In an excellent essay, Andy M and Michael N explain why they use the phrase 'tools for thought.' While they interrogate the term 'tool', they leave 'thought' unexamined. I'll argue why we should replace 'thought' with 'think with.'

Why does this matter?

How we frame a problem shapes how we work. In this case, building tools to think with instead of tools for thought helps us do a few things:

  1. "Think" reminds us that knowledge is constructed — and that learning and thinking is the process of constructing knowledge. As Eleanor Duckworth masterfully shows in The Having of Wonderful Ideas (and as constructivists argue more broadly) — each individual discovers ideas in their own particular way through a process of active construction. They draw on experience. Interactions. Materials in their environment. In the process, they build and rebuild mental models. In their heads and dialectically with the world, people, and materials around them

Tools to think with puts the focus on the person, not on external concepts. Focusing on tools for thought makes it easier to repackage behaviorist notions of learning and knowledge. Knowledge exists out there as bites and bits for each of us to acquire and process.

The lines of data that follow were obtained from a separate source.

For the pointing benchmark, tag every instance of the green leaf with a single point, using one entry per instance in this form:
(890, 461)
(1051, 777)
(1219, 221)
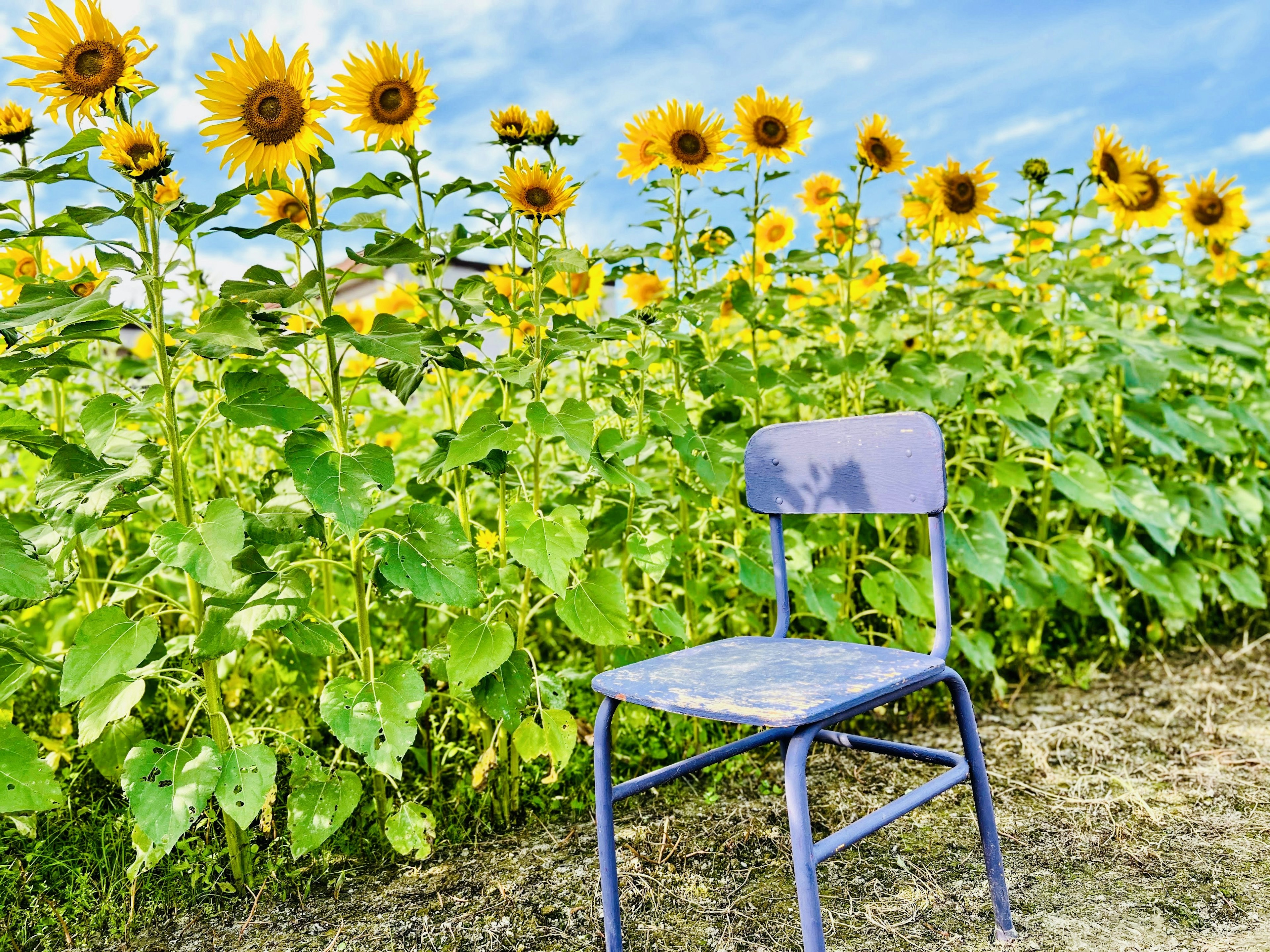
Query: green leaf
(224, 332)
(435, 562)
(27, 784)
(206, 549)
(1245, 586)
(412, 829)
(105, 422)
(502, 694)
(981, 547)
(481, 433)
(266, 399)
(108, 643)
(246, 781)
(477, 649)
(313, 638)
(111, 749)
(595, 610)
(112, 702)
(169, 786)
(390, 338)
(318, 808)
(343, 485)
(1085, 483)
(547, 544)
(376, 719)
(21, 575)
(556, 739)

  1. "With" reminds us that learning involves interaction. With people, materials, ideas, cultures, etc. Centering that moves us from an atomistic way of thinking about ideas.

  2. "Think with" therefore reminds us that (a) thinking is an active process of construction and (b) that we do this with people, materials, and contexts. This helps us design for different paths and styles. What we can call epistemological pluralism.

Epistemological Pluralism

Epistemological pluralism is a mouthful, but helps us think about how people think. And how to build better tools to think with.

In Papert's work, epistemology implies how a person constructs knowledge. Pluralism suggests there are different ways to do that.